/regexpbuilder

Regular Expression builder

Primary LanguageJavaApache License 2.0Apache-2.0

RegExpBuilder - a Regular Expression builder for Java.

Regular expressions are powerful but not easily readable, especially when coming back to one after a while. It's not without reason that the 'saying' goes:

Once a programmer had a problem, he tried to solve that with regular expressions, then he had two problems.

The reason regexps are not easily readable is because of their highly technical and compact (aka old fashioned) notation. Less is not always more. Adding a little verbosity sometimes can make things more readable. Like using names for patterns, instead of remembering what the heck \S meant (and no, I did not mean \s). It is not without reason single letter variable names are considered not done in programming.

Now, there are already some implementations of Regex builders, like the one by Sergey. Which probably is a very good one, but I'm not sure I like the API; its resulting code does not make reading the regex any easier to me. So this is my attempt at writing a regular expression builder:

import org.tbee.regexpbuilder.RegExp;
import static org.tbee.regexpbuilder.RE.*;

RegExp regExp = RegExp.of()
                      .startOfLine()
                      .optional("abc")
                      .group("g1", oneOrMore(digit().digit()))
                      .group("g2", notOneOf("xyz"));
Matcher matcher = regExp.toMatcher("abc1234de");
matcher.find();
String g1 = matcher.group(regExp.indexOf("g1")); // results in "1234"

Or a little bit more complex example for log lines:

// RegExp for this: 127.0.0.1 - - [21/Jul/2014:9:55:27 -0800] "GET /home.html HTTP/1.1" 200 2048
RegExp regExp = RegExp.of()
        .group("ip", oneOrMore(nonWhitespace()))
        .text(" ")
        .group("client", oneOrMore(nonWhitespace()))
        .text(" ")
        .group("user", oneOrMore(nonWhitespace()))
        .text(" [")
        .group("datetime", oneOrMore(oneOf(word().or().text(":/"))))
        .text(" ")
        .group("offset", oneOf("+-").followedBy().occurs(4, digit()))
        .text("] \"")
        .group("method", oneOrMore(nonWhitespace()))
        .text(" ")
        .group("url", oneOrMore(nonWhitespace()))
        .text(" ")
        .group("http", oneOrMore(nonWhitespace()))
        .text("\" ")
        .group("status", oneOrMore(digit()))
        .text(" ")
        .group("size", oneOrMore(digit()));

String logLine = "127.0.0.1 - - [21/Jul/2014:9:55:27 -0800] \"GET /home.html HTTP/1.1\" 200 2048";
Matcher matcher = regExp.toMatcher(logLine);
matcher.matches();
matcher.group(regExp.indexOf("datetime"); // returns "21/Jul/2014:9:55:27"

Or pattern reuse:

// for #ABC or #ABCDEF
RegExp colorchar = range("a", "f", "A", "F", "0", "9");
RegExp regExp = RegExp.of()
    .text("#")
    .group(occurs(3, colorchar))
    .optional(group(occurs(3, colorchar)));

The or(), and(), and followedBy() are dummy methods, solely present for readability and may be omitted.

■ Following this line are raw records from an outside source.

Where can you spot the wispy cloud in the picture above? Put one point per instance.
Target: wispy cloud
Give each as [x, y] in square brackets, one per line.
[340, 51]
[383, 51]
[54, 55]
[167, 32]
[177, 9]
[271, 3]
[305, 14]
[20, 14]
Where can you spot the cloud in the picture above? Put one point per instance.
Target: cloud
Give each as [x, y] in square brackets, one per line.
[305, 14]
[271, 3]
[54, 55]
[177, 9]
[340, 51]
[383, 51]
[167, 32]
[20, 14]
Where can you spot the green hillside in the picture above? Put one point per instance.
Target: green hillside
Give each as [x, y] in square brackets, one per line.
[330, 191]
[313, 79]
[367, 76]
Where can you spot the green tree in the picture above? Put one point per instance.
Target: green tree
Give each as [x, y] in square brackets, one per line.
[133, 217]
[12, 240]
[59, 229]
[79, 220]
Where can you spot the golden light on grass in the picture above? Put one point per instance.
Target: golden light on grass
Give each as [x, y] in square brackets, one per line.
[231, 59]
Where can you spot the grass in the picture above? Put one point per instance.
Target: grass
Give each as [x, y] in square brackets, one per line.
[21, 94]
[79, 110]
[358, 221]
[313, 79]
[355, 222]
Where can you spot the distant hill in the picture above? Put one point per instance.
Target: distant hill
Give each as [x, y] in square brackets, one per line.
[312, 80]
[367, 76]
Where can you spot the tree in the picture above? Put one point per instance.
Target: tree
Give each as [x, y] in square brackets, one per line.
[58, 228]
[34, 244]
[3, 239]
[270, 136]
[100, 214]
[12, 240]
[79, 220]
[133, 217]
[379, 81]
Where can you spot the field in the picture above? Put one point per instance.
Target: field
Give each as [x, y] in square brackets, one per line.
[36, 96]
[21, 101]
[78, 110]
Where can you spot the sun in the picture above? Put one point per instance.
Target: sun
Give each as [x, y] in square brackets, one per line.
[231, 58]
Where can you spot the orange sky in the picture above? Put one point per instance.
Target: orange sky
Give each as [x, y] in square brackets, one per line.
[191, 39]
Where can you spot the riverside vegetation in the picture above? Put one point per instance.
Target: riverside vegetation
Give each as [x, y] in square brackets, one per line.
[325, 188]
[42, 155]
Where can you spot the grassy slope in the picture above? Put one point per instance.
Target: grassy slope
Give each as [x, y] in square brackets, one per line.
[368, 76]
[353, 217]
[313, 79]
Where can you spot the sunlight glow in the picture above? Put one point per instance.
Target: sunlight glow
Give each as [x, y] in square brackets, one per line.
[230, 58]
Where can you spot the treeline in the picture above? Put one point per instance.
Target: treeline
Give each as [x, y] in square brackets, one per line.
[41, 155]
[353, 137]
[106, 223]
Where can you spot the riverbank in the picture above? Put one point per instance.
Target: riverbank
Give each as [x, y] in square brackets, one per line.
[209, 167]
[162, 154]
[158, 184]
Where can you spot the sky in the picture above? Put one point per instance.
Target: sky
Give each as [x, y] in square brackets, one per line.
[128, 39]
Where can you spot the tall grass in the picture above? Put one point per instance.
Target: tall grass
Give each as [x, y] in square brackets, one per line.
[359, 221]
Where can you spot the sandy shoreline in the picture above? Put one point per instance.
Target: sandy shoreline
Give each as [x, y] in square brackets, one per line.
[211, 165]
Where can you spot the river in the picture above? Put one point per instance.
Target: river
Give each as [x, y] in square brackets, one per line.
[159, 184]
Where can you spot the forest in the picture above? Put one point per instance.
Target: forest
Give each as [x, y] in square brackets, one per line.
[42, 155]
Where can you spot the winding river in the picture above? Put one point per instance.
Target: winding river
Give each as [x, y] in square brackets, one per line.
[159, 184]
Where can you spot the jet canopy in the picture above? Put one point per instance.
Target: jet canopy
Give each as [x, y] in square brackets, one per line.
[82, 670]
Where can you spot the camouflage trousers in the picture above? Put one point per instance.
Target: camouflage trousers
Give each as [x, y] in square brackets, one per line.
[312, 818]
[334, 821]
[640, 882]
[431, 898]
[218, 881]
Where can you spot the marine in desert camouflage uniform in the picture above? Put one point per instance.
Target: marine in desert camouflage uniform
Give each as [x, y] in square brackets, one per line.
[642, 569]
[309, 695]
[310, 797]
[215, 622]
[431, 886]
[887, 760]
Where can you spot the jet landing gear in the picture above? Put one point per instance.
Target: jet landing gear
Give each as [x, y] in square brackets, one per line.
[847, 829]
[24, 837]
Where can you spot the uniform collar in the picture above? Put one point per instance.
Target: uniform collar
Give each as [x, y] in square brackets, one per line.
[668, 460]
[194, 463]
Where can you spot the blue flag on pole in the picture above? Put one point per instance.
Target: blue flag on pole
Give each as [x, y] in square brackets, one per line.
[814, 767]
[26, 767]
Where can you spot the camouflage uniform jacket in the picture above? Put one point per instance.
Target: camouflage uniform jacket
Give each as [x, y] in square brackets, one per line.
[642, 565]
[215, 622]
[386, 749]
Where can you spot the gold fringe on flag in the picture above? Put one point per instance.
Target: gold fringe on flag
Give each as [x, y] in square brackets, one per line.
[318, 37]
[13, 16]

As always; give it a shot, and let me know where I messed up. There are a some places in the API which I'm not totally happy with, so I'd love suggestions. (For example oneOf(word().or().text(":/")) suggests either a word or the text ":/", but it actually is a word or the character ":" or the character "/".)

Support

There is no formal support for RegExpBuilder: this library is an open source hobby project and no claims can be made. Asking for help is always an option. But so is participating, creating pull requests, and other ways of contributing.

Usage

Just include a dependency in your project. For the latest version see Maven central

<dependency>
    <groupId>org.tbee.regexpbuilder</groupId>
    <artifactId>regexpbuilder</artifactId>
    <version>1.1.0</version>
</dependency>